Rick Hawkins <[EMAIL PROTECTED]> writes:

> by aggressively grepping /etc, I found that char-major-6 was an alias
> for lp.  Stopping the printer daemon helped somewhat.  No, I don't have
> a printer, although there's a couple on the network and a deskwriter
> (the mac version) availalbe that i'd lik e connect to.

I should have said it's the parallel port.  Network printers should
work without anything on the parallel port.  For a few common
protocols, Linux should be able to print to them.  Make sure there's
no local printer in your /etc/printcap if you don't have one attached.

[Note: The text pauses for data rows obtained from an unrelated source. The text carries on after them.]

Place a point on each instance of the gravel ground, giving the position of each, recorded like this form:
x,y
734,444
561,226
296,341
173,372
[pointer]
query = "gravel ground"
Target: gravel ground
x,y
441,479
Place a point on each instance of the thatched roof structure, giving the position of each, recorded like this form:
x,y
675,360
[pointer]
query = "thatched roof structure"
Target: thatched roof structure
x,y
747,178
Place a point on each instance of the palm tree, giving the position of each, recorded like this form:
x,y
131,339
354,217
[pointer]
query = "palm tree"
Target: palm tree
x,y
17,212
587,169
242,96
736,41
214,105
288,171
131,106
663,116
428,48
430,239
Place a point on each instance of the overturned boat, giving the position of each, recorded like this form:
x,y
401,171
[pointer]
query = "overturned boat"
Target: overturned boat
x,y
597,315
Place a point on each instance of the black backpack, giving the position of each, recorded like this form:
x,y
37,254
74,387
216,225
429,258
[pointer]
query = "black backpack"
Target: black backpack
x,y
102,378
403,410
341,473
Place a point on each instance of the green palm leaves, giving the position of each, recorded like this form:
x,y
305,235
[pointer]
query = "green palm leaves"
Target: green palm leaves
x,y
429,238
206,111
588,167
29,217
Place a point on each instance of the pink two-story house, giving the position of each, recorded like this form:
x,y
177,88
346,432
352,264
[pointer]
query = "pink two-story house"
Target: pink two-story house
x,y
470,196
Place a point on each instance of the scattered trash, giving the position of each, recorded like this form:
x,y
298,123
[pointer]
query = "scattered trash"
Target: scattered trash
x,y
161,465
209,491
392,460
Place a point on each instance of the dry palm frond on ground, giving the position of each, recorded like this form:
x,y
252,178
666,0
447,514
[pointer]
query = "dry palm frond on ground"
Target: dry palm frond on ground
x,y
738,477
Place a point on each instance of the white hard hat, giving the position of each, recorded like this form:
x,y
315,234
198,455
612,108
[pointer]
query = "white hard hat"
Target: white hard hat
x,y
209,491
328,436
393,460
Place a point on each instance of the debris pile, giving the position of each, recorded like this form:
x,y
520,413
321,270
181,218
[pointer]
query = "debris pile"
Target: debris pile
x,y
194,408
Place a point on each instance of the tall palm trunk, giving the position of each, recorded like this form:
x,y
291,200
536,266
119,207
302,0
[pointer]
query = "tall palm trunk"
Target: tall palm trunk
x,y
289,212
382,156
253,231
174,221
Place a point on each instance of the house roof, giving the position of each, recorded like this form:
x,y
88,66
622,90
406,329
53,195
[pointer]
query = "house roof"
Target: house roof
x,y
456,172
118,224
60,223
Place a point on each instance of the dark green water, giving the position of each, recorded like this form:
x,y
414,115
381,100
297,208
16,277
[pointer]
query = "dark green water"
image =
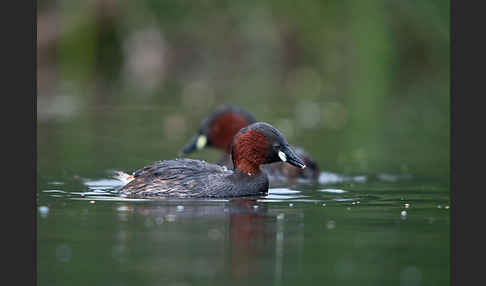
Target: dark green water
x,y
369,230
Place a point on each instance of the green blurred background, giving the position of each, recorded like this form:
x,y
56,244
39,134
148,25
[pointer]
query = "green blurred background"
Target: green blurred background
x,y
362,85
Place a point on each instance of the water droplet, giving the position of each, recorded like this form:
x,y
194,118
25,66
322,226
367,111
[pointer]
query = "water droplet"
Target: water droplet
x,y
44,211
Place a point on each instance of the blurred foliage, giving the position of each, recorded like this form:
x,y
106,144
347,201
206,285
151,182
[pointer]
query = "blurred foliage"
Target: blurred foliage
x,y
362,85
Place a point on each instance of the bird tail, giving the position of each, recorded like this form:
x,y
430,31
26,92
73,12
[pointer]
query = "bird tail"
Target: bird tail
x,y
122,176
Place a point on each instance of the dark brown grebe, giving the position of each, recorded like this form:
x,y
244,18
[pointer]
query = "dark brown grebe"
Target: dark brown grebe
x,y
217,131
255,145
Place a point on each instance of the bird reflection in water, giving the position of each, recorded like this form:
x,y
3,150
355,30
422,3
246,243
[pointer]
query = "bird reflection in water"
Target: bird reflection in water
x,y
237,232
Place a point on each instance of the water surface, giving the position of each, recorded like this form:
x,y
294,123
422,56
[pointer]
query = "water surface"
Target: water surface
x,y
371,230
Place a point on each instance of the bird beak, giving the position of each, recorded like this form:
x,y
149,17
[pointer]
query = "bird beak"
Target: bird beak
x,y
287,154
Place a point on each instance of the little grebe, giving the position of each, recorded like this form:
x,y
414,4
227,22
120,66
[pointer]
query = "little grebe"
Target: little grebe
x,y
217,131
254,145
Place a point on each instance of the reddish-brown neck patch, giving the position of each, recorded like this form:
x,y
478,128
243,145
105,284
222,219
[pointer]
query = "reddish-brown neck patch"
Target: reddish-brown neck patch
x,y
224,129
250,150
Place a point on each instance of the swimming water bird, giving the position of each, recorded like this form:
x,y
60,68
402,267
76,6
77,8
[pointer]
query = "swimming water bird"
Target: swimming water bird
x,y
254,145
217,131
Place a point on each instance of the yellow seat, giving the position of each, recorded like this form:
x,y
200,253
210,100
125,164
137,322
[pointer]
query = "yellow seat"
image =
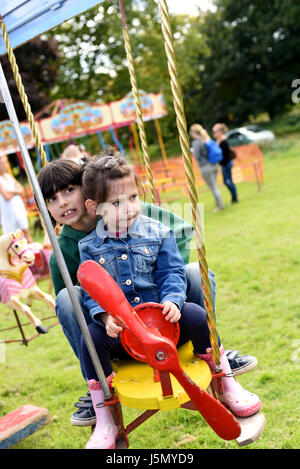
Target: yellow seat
x,y
135,386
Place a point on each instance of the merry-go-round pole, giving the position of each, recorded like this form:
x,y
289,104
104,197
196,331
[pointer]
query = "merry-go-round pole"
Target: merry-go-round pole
x,y
5,97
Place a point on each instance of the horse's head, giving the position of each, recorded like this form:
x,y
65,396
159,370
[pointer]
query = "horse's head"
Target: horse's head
x,y
18,248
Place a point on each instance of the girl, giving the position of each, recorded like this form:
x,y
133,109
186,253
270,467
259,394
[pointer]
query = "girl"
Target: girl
x,y
12,209
142,256
60,182
209,171
219,131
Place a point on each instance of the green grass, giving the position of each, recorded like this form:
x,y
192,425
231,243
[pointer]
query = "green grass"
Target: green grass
x,y
254,249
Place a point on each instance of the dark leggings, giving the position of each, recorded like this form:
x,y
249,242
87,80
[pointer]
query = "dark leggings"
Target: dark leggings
x,y
193,326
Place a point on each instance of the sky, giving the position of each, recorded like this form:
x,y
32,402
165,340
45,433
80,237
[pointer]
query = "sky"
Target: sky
x,y
188,6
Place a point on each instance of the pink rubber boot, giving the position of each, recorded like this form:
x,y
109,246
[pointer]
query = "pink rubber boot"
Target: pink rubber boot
x,y
242,403
106,430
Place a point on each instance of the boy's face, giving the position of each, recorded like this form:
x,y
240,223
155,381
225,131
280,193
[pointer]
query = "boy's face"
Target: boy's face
x,y
67,208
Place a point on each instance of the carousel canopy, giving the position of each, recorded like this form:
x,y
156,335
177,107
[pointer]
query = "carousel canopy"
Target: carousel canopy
x,y
73,120
26,19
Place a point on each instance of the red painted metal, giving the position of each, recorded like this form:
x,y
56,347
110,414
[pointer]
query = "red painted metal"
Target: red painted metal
x,y
161,352
152,317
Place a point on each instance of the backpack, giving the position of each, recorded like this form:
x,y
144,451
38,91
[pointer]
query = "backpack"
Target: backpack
x,y
215,154
232,153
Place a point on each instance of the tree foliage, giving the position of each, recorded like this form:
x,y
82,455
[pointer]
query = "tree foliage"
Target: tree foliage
x,y
38,63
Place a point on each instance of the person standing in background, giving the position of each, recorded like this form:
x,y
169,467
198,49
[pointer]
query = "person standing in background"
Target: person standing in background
x,y
12,208
219,132
208,171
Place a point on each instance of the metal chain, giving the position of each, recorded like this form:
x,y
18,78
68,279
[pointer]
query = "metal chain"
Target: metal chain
x,y
21,89
139,113
190,177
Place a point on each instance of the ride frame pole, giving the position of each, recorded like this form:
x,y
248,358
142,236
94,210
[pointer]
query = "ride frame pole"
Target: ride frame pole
x,y
6,98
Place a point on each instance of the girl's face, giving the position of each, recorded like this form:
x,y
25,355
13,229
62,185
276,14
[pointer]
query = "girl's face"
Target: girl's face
x,y
217,132
122,206
67,208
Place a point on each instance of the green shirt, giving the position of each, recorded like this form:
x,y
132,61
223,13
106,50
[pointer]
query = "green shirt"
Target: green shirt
x,y
69,237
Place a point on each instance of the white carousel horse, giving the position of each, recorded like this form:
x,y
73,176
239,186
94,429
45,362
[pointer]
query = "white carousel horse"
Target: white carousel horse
x,y
16,279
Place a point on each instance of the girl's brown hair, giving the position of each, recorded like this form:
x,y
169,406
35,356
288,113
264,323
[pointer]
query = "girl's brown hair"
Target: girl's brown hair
x,y
98,171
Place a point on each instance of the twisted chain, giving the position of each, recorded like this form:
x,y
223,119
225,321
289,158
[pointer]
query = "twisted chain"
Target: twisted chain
x,y
21,89
138,107
190,177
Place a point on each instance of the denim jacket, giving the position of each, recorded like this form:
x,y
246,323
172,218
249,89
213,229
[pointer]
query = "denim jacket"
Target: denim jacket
x,y
145,262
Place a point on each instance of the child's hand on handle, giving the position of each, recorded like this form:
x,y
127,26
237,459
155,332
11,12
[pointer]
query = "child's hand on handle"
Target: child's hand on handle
x,y
112,326
171,311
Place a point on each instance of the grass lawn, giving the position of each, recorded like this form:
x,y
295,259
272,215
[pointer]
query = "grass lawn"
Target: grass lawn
x,y
254,249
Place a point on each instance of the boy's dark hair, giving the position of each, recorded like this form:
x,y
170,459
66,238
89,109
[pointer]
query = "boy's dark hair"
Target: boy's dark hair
x,y
98,171
57,176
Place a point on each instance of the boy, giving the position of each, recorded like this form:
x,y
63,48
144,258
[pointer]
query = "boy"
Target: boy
x,y
60,183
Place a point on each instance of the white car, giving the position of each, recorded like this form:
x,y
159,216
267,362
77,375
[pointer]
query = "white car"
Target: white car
x,y
249,134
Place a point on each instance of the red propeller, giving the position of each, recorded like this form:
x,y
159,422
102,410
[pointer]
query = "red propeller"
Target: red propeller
x,y
160,352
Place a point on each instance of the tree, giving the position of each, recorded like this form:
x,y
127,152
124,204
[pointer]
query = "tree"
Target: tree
x,y
253,59
94,65
38,63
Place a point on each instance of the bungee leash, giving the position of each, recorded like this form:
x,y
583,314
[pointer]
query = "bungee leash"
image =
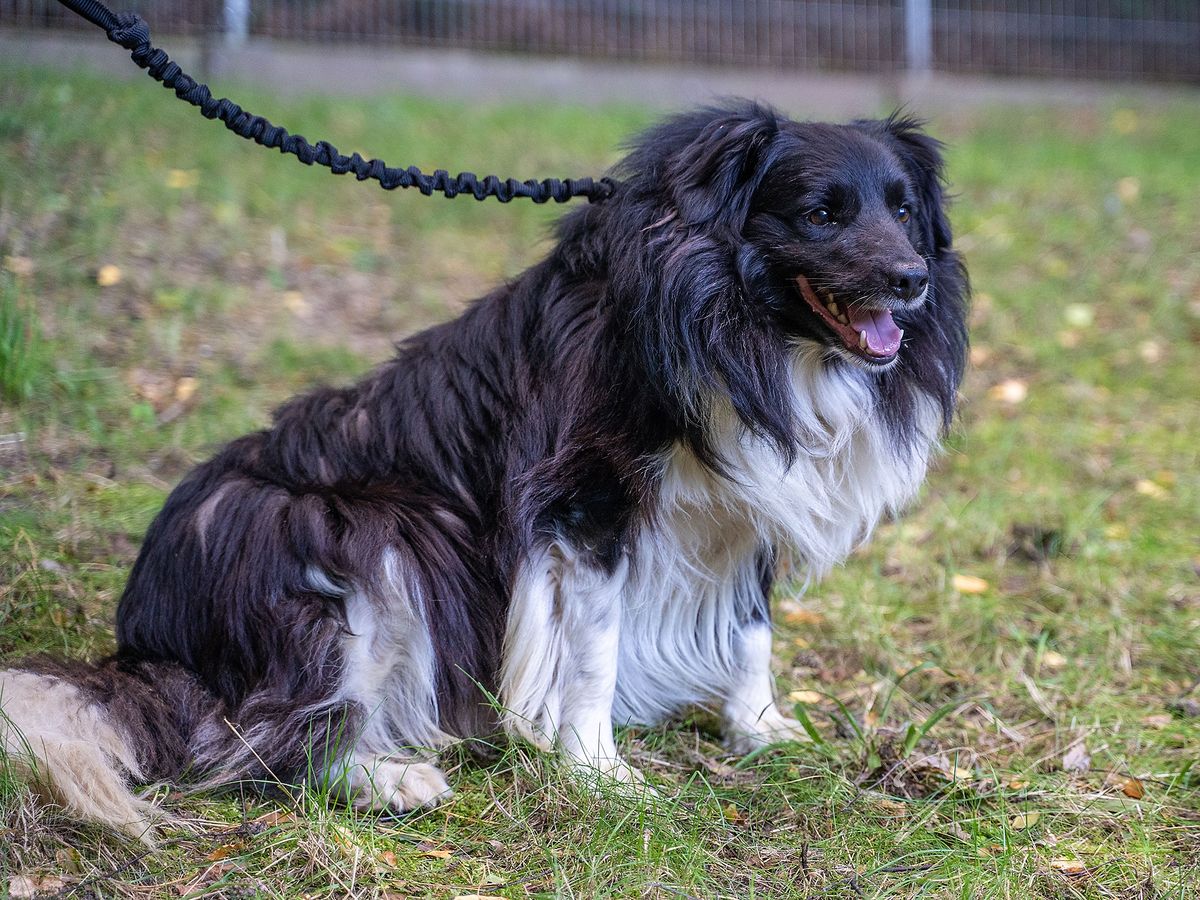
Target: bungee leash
x,y
132,33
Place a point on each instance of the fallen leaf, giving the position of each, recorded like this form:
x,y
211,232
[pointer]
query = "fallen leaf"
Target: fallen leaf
x,y
1125,121
1079,315
1011,391
276,816
1128,189
1053,659
801,616
807,697
1077,759
969,583
225,850
1150,489
295,304
1074,868
185,388
183,179
1024,820
22,886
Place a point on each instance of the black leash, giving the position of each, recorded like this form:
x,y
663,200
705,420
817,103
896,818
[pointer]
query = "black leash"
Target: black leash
x,y
131,31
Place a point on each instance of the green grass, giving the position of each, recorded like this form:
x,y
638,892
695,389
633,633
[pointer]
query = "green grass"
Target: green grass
x,y
244,279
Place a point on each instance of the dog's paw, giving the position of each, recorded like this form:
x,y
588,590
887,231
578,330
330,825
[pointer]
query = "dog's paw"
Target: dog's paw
x,y
396,785
772,727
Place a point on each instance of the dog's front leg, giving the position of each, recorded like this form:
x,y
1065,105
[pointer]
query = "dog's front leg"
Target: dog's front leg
x,y
561,652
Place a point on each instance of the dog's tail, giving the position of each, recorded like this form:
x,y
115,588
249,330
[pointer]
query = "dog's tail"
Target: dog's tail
x,y
83,732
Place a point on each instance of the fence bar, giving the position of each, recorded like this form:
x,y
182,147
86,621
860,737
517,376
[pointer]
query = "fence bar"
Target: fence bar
x,y
918,35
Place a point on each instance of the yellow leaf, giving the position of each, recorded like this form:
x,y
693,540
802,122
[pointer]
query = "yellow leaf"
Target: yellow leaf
x,y
185,388
1025,820
969,583
1128,785
223,851
22,886
19,265
1053,659
1079,315
183,179
1073,868
1128,189
295,304
1125,121
801,616
1150,489
1011,391
807,697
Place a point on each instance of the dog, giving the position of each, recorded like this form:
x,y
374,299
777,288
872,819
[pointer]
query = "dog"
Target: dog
x,y
558,513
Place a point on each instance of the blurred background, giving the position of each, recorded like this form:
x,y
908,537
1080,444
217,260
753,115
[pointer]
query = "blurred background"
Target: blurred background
x,y
1093,39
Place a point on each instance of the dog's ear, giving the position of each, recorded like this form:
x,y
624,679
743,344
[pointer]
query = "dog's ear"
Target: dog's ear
x,y
922,156
715,175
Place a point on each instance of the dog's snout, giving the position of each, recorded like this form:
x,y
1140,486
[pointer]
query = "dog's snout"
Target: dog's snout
x,y
907,281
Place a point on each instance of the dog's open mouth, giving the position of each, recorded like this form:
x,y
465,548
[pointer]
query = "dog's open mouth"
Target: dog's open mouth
x,y
869,334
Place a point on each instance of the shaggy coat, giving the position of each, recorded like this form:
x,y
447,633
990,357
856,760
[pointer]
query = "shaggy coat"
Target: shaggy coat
x,y
558,511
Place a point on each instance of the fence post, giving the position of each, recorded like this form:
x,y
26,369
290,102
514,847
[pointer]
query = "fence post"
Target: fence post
x,y
237,22
918,31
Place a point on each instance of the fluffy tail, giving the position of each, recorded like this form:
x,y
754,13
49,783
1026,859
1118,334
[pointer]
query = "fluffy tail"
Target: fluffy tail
x,y
85,732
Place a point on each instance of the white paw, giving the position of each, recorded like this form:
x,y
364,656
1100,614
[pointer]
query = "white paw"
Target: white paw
x,y
396,785
772,727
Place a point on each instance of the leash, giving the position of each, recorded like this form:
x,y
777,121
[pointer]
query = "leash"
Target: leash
x,y
132,33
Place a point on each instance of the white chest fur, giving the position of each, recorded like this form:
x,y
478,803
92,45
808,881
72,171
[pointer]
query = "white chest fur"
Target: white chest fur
x,y
694,585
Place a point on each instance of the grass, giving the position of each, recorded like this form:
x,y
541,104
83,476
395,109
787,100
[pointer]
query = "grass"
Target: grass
x,y
165,286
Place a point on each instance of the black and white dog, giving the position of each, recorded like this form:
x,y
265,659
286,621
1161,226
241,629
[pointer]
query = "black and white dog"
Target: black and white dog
x,y
561,511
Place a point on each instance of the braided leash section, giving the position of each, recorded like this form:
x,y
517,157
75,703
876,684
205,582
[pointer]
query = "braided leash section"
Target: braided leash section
x,y
131,31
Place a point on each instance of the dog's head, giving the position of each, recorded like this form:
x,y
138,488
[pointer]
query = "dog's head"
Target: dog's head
x,y
743,237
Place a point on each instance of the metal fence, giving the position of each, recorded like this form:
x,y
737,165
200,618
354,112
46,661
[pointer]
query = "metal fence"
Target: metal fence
x,y
1095,39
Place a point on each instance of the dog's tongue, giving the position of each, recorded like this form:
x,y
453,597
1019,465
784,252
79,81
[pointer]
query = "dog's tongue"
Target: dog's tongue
x,y
882,333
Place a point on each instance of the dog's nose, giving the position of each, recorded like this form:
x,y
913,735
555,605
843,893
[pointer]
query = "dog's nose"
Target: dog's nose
x,y
909,281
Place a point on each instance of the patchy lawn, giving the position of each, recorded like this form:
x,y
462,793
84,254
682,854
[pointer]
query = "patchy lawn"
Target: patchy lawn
x,y
1001,688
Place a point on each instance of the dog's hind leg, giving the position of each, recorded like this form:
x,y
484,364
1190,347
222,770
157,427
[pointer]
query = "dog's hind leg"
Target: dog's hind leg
x,y
751,718
561,652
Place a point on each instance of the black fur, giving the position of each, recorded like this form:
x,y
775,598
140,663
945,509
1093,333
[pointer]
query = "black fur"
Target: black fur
x,y
538,413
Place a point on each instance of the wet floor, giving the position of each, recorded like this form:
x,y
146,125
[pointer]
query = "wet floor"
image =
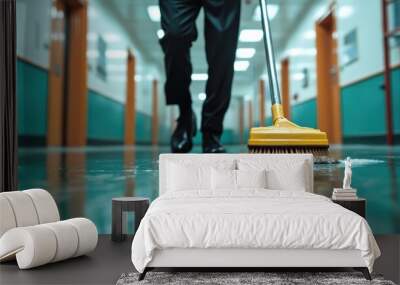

>    95  ?  S      0:01 /sbin/kerneld
> 11167  ?  S      0:00  \_ modprobe -k -s char-major-6
> 11168  ?  S      0:00      \_ sh -c echo /lib/modules/boot/lp.o 
> /lib/modules/boot/lp.o /lib/modules/`uname -r`/fs/lp.o /lib/modu
> 11181  ?  R      0:00          \_ bash /sbin/kernelversion

Does lp.o exist?  I suspect you didn't compile parallel printer
support into the kernel or as a module.  There's nothing wrong with
that, although on second thought, my suggestion to `alias char-major-6
off' is probably quite good.

If you add a w or two to the ps flags, you should be able to see what
the shell invoked by modprobe is doing, probably searching for lp.o in
the paths in conf.modules.

> At the moment, I'll take anything that works :)  but is this likely to
> even be related to X itself sucking cycles?

Well, maybe not.  But it should make things a bit better.

-- 
                   Carey Evans  <*>  [EMAIL PROTECTED]

"these are not inherent flaws in the operating system -- they don't happen by
 accident.  They are the result of deliberate and well-thought-out efforts."